Exclusion of Judicial Review (lecture 19)

 General presumption against exclusion of judicial review
 Courts decide on issues, if parl. wants to get involved have to do it explicitly
 Tension with Parliamentary Sovereignty
 Techniques of ouster:
1. Total ouster
2. Time limit clause-legislation says you can get decision reviewed within a certain
period of time, but not after this; some ability to challenge decision but given limited
time frame
3. Conclusive evidence clause-if minister of public agency says something is ‘so’, can
effectively oust courts’ jurisdiction
4. Alternative tribunal
1) Total ouster:
 Nationalisation of British property in Egypt after Suez Canal crisis
 Anisminic v FCC-Egyptians decided to nationalise canal; British and French not happy
with this; Egyptians as a result to British action, nationalise British property;
Anisminic mine owners in Egypt; Egyptians and UK come to agreement. Foreign
Compensation (FCC) had to determine who was entitled to compensation; key issue
was need to determine ‘successor in title’ (Anisminic sold mine to Egyptians and
they’re not British nationals?); FCC decision: “the determination of the FCC….shall
not be called in question in any court of law” (saying you can’t challenge decision);
case eventually gets to HoL with a majority (3-2) that FCC wrong in interpretation of
‘successor in title’; could’ve got original owner; this was an error of law; therefore
decision (due to error of law) a nullity and, since it’s not a decision, it’s not protected
by the ouster clause. Void from beginning and can intervene and overturn decision;
suggested that that ouster clauses are ineffective (BUT this is misleading)

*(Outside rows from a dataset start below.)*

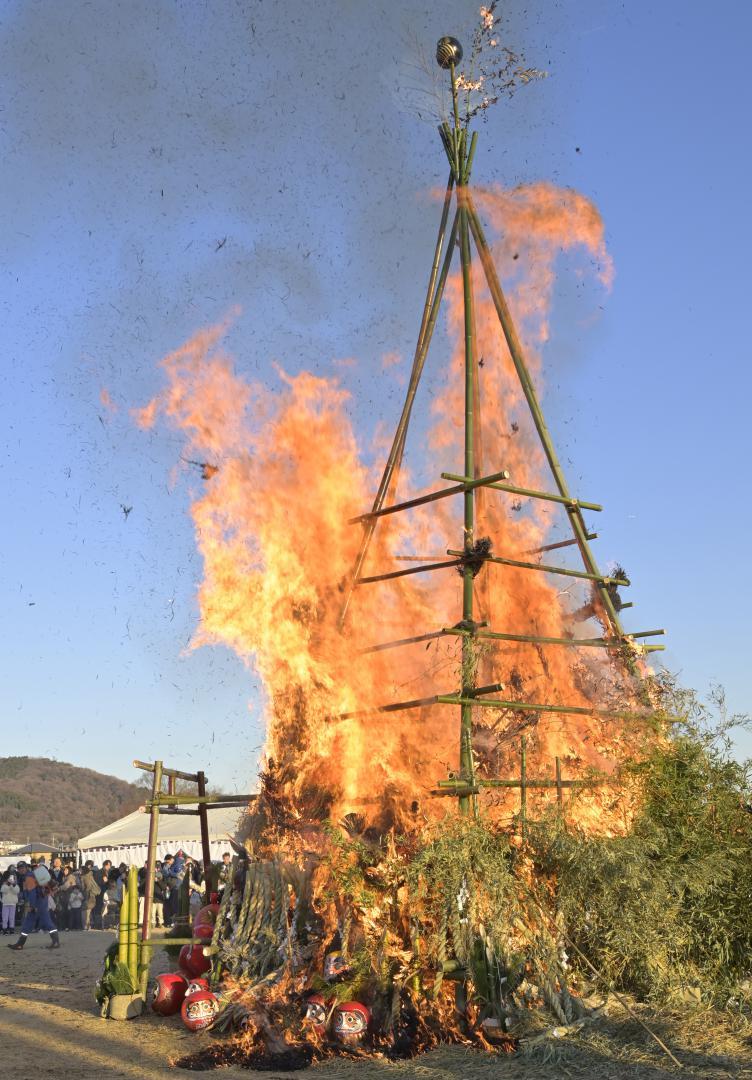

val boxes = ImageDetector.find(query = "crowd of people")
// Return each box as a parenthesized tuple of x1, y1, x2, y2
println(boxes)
(1, 850, 234, 950)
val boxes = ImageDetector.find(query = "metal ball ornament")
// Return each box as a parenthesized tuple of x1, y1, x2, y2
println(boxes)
(436, 36, 463, 69)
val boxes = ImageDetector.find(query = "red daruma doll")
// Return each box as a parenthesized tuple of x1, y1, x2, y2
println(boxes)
(151, 972, 188, 1016)
(332, 1001, 370, 1045)
(181, 989, 219, 1031)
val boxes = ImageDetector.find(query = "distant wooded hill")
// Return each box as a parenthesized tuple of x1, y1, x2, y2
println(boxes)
(0, 757, 144, 847)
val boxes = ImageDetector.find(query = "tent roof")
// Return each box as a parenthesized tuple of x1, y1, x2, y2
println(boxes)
(78, 805, 246, 850)
(8, 842, 55, 855)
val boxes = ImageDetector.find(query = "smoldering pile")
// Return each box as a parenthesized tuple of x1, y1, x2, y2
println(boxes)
(173, 796, 592, 1071)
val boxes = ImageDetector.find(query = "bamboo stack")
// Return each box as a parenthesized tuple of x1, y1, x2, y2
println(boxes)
(116, 866, 141, 993)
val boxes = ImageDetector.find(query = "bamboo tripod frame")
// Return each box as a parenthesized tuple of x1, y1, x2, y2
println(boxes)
(338, 57, 668, 818)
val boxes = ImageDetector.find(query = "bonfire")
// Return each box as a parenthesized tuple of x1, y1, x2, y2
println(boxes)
(124, 11, 752, 1075)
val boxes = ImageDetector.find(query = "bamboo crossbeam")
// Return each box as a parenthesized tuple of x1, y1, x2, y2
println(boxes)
(524, 533, 597, 556)
(437, 693, 666, 722)
(441, 472, 602, 513)
(147, 793, 256, 806)
(133, 759, 198, 783)
(360, 631, 447, 654)
(339, 694, 439, 720)
(356, 559, 461, 585)
(436, 777, 601, 790)
(139, 937, 206, 948)
(159, 802, 250, 814)
(441, 626, 665, 652)
(348, 469, 511, 525)
(446, 549, 629, 586)
(394, 554, 446, 561)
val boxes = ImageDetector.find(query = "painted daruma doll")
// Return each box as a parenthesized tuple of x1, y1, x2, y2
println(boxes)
(332, 1001, 370, 1045)
(303, 993, 328, 1036)
(323, 951, 350, 982)
(181, 989, 219, 1031)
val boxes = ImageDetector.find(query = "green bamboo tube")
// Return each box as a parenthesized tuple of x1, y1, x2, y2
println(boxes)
(445, 548, 627, 586)
(127, 866, 139, 986)
(458, 196, 477, 819)
(464, 198, 627, 644)
(117, 884, 129, 967)
(338, 198, 459, 626)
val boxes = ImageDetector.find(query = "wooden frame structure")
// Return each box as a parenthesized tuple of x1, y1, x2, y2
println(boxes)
(132, 758, 254, 996)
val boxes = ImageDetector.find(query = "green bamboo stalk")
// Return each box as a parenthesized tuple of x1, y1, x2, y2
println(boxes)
(525, 533, 598, 555)
(356, 559, 461, 585)
(442, 627, 664, 650)
(464, 196, 625, 640)
(437, 694, 670, 722)
(441, 472, 602, 512)
(117, 884, 128, 968)
(348, 467, 509, 525)
(520, 737, 527, 841)
(555, 757, 563, 810)
(127, 865, 138, 988)
(337, 180, 458, 626)
(436, 776, 601, 790)
(446, 548, 628, 586)
(458, 195, 477, 818)
(463, 131, 478, 184)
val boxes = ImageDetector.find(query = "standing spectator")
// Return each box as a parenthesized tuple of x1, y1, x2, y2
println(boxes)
(93, 860, 112, 929)
(102, 868, 124, 928)
(137, 861, 166, 929)
(68, 874, 84, 931)
(161, 854, 176, 928)
(49, 857, 64, 887)
(1, 869, 20, 935)
(7, 872, 60, 950)
(55, 867, 75, 931)
(81, 865, 100, 930)
(217, 852, 233, 894)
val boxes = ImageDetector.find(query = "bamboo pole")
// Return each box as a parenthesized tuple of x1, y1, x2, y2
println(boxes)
(356, 559, 461, 585)
(441, 472, 602, 512)
(454, 79, 480, 820)
(348, 468, 510, 525)
(147, 792, 255, 806)
(525, 533, 597, 555)
(117, 884, 128, 967)
(196, 771, 213, 897)
(442, 627, 664, 651)
(519, 737, 527, 840)
(133, 759, 197, 784)
(555, 757, 563, 810)
(437, 693, 667, 722)
(139, 758, 162, 998)
(127, 865, 139, 988)
(464, 197, 626, 640)
(436, 776, 601, 791)
(337, 177, 457, 628)
(360, 630, 448, 654)
(446, 548, 628, 586)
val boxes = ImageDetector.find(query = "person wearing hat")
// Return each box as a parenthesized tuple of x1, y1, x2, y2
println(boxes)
(7, 869, 60, 950)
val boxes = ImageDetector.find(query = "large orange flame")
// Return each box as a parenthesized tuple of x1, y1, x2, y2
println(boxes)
(137, 183, 652, 833)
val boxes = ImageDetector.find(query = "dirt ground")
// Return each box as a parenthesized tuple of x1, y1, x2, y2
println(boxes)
(1, 928, 751, 1080)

 Privacy International case-challenge decision of Investigatory Powers Tribunal (IPT)
on scope of warrant authorising computer hacking by GCHQ (Gov.); s.67(8)
RIPAcant do this on grounds that succeeded in Anisminic (since SSC had gone
outside its jurisdiction); Divisional Court divided (1v1); Court of Appeal said it’s
different from Anisminic and clause is effective due to 2 reasons (reason-1.

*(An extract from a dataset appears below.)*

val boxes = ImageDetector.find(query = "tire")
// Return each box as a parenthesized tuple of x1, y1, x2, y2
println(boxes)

Language; words in parentheses and 2. Context-implicit Parliament trusted IPT;
looks at sensitive cases where police and security have no other way to receive
information and special procedural rules placed, especially closed procedures; able
to look at material that they couldn’t discuss to see whether rules have been met)

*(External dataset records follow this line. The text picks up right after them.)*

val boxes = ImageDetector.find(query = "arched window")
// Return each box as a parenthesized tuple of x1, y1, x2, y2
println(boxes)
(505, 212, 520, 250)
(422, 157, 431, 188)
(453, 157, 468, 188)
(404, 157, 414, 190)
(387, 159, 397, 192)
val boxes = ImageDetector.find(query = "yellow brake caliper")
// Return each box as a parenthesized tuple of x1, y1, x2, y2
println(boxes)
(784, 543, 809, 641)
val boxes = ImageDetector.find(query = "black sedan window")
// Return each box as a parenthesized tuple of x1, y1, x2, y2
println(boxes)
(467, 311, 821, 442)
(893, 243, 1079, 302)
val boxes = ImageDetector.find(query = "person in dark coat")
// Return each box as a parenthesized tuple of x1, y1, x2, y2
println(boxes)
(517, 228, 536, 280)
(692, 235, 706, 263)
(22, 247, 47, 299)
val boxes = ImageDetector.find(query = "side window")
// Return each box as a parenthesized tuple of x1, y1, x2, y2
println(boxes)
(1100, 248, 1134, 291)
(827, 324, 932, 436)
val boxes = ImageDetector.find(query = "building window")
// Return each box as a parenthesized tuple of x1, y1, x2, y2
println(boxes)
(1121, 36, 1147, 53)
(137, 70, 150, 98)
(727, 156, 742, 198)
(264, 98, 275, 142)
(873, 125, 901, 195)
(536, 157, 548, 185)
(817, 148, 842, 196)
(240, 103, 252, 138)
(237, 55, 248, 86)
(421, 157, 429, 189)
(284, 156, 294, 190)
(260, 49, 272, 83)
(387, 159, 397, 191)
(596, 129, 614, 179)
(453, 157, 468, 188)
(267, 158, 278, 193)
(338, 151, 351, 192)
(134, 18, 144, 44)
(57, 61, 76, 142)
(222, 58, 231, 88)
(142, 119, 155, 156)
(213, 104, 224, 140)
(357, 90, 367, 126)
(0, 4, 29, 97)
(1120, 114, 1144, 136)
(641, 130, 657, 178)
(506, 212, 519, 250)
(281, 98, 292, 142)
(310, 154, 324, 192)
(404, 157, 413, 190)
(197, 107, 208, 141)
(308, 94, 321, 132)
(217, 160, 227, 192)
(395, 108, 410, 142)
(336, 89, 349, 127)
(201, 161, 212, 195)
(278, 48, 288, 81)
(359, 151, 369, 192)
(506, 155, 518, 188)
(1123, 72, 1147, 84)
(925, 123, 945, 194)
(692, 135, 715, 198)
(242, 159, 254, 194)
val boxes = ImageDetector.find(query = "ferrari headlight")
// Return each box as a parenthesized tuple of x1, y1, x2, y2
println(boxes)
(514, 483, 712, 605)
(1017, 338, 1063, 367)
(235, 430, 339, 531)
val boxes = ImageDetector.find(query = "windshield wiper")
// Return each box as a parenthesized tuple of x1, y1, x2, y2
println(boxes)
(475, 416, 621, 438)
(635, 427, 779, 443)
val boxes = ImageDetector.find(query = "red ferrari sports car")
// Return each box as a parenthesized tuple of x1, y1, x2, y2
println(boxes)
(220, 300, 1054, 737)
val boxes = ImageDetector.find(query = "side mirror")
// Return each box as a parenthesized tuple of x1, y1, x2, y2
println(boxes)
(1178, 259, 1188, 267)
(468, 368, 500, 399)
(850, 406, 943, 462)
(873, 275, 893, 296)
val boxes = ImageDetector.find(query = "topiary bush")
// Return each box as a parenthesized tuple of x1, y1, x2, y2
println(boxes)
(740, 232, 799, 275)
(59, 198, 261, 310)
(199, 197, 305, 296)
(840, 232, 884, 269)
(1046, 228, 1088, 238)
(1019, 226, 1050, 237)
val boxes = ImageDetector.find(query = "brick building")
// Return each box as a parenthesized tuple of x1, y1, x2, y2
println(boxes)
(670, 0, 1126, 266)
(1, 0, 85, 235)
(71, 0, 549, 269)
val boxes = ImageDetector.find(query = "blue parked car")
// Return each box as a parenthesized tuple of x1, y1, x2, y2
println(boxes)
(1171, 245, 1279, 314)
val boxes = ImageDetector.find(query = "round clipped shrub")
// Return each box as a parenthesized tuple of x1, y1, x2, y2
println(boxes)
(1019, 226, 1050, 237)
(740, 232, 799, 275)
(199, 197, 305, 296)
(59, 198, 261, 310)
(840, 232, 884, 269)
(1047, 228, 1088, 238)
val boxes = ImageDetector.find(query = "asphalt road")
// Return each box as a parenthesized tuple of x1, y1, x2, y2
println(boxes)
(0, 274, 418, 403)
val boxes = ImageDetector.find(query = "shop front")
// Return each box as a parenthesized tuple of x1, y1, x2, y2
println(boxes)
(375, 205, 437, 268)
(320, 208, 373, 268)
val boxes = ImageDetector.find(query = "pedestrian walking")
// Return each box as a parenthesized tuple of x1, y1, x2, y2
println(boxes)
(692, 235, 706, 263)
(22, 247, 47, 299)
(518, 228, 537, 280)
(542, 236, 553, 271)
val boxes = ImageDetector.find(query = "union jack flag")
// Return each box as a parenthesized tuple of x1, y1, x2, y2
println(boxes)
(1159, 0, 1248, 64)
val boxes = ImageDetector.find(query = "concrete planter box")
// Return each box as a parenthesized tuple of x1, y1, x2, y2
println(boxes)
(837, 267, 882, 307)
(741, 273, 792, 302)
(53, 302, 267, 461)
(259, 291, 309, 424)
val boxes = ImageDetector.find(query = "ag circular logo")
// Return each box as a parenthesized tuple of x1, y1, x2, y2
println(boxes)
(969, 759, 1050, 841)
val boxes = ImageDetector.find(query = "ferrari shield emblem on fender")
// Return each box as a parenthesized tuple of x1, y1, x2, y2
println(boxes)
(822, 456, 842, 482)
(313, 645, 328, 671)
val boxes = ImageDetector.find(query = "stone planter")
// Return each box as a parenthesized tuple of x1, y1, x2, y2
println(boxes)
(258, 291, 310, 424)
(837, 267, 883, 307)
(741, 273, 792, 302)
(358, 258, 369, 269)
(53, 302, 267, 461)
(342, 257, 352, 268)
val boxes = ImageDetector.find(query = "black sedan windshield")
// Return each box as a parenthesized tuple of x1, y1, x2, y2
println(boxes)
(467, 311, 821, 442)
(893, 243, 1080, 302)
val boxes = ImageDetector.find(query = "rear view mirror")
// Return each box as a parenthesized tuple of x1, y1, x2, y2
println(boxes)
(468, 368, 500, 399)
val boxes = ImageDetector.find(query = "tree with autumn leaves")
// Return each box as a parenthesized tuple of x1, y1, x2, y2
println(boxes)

VERY different context from Anisminic (here it’s about security, crime and terrorism
not just money)
2) Time Limit clauses:
 Ostler case-two part road widening scheme; to prevent objection to first part,
Department of Transport agreed, secretly, with company would provide access in
second part; widening in second part affected Ostler-would have objected to first
part if he knew about agreement; only finds out about this after time for going to
court has expired; brings Judicial Review case against first part where appeal
permitted within six weeks on grounds of illegality, otherwise-“shall not be
questioned in any legal proceedings whatsoever”. HOWEVER, he was not aware
about first part. Ostler doesn’t succeed-Lord Denning says its different from
Anisminic due to 4 reasons [1. Anisminic was total ouster, this is time limit; 2.